Publisher: Duke University Press
ISBN: 1478023600
Category : Philosophy
Languages : en
Pages : 225
Book Description
In On Paradox literary and legal scholar Elizabeth S. Anker contends that faith in the logic of paradox has been the cornerstone of left intellectualism since the second half of the twentieth century. She attributes the ubiquity of paradox in the humanities to its appeal as an incisive tool for exposing and dismantling hierarchies. Tracing the ascent of paradox in theories of modernity, in rights discourse, in the history of literary criticism and the linguistic turn, and in the transformation of the liberal arts in higher education, Anker suggests that paradox not only generates the very exclusions it critiques but also creates a disempowering haze of indecision.

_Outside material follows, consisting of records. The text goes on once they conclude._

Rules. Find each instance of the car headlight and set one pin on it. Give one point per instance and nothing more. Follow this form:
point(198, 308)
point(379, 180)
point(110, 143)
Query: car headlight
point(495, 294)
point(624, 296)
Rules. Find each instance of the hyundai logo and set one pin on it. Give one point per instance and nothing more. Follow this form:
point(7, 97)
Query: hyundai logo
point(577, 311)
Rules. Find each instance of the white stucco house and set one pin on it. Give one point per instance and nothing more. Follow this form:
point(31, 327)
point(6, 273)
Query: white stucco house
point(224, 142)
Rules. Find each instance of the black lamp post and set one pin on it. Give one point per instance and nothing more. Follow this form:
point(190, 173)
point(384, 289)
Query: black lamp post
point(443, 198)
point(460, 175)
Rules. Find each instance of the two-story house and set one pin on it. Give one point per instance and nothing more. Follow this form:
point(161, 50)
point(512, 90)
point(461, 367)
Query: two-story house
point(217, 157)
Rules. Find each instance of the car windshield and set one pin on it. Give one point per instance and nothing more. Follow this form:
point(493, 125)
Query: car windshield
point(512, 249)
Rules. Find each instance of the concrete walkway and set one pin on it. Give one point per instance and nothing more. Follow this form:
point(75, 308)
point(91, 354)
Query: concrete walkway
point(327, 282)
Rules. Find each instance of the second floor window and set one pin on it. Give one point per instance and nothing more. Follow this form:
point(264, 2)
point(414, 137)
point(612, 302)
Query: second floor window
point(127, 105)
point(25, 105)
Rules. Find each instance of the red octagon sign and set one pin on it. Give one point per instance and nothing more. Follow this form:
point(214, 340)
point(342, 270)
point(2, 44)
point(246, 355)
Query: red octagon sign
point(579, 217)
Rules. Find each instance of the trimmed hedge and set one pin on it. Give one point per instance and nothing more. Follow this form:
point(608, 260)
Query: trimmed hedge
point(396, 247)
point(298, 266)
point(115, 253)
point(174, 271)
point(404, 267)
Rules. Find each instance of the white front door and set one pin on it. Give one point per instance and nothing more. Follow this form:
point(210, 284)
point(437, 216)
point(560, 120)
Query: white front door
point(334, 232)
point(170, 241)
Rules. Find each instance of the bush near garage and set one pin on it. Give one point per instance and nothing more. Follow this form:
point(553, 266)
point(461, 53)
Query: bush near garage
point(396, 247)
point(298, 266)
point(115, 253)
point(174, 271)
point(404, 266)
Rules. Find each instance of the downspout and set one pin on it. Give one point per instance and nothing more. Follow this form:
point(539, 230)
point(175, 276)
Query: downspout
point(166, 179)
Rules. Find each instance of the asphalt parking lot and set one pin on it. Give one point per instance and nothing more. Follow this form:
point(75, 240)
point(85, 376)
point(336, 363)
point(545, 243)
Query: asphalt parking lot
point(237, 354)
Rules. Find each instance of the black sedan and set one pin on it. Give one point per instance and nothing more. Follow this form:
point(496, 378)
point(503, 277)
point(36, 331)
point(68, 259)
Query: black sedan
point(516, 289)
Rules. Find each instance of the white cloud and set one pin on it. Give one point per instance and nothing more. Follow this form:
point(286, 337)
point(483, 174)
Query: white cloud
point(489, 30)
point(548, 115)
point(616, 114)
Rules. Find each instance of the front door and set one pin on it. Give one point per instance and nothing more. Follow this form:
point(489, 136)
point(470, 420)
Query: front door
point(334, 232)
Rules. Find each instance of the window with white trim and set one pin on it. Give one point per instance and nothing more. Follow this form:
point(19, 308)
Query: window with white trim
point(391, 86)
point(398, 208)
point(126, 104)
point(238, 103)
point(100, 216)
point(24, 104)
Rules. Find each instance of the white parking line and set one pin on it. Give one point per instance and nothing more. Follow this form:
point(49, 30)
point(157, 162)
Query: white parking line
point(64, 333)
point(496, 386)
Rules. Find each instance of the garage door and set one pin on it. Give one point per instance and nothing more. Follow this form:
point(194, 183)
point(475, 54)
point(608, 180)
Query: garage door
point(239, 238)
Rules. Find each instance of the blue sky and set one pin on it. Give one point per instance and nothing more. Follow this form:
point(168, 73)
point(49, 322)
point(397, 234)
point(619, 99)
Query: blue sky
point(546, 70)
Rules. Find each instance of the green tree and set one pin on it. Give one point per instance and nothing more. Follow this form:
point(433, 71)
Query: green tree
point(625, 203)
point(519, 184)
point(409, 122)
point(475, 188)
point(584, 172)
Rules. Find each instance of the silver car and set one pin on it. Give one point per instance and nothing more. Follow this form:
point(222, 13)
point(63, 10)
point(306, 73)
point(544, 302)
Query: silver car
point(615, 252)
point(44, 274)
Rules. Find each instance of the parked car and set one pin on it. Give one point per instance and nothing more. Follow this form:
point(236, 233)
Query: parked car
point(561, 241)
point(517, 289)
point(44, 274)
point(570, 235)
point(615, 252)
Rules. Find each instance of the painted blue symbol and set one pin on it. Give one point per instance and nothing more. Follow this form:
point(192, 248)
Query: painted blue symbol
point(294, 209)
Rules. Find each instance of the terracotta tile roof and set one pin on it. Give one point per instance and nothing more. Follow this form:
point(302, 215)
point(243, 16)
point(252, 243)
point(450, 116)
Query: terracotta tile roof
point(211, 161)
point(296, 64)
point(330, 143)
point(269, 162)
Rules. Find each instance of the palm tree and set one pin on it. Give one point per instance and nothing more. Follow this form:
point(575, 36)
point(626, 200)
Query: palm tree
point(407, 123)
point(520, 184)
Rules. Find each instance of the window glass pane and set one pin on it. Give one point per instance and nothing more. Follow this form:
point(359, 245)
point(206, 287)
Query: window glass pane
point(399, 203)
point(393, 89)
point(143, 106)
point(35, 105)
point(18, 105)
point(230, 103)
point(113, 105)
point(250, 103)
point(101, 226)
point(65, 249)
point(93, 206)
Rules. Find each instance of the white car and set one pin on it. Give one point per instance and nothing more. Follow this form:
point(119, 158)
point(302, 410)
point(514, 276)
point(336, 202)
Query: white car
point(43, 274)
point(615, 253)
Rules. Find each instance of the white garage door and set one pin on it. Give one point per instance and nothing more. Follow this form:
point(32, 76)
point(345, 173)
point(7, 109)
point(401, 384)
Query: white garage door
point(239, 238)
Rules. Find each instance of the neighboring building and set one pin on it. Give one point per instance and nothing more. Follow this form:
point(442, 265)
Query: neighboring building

She shows that reasoning through paradox has become deeply problematic: it engrains a startling homogeneity of thought while undercutting the commitment to social justice that remains a guiding imperative of theory. Rather than calling for a wholesale abandonment of such reasoning, Anker argues for an expanded, diversified theory toolkit that can help theorists escape the seductions and traps of paradox.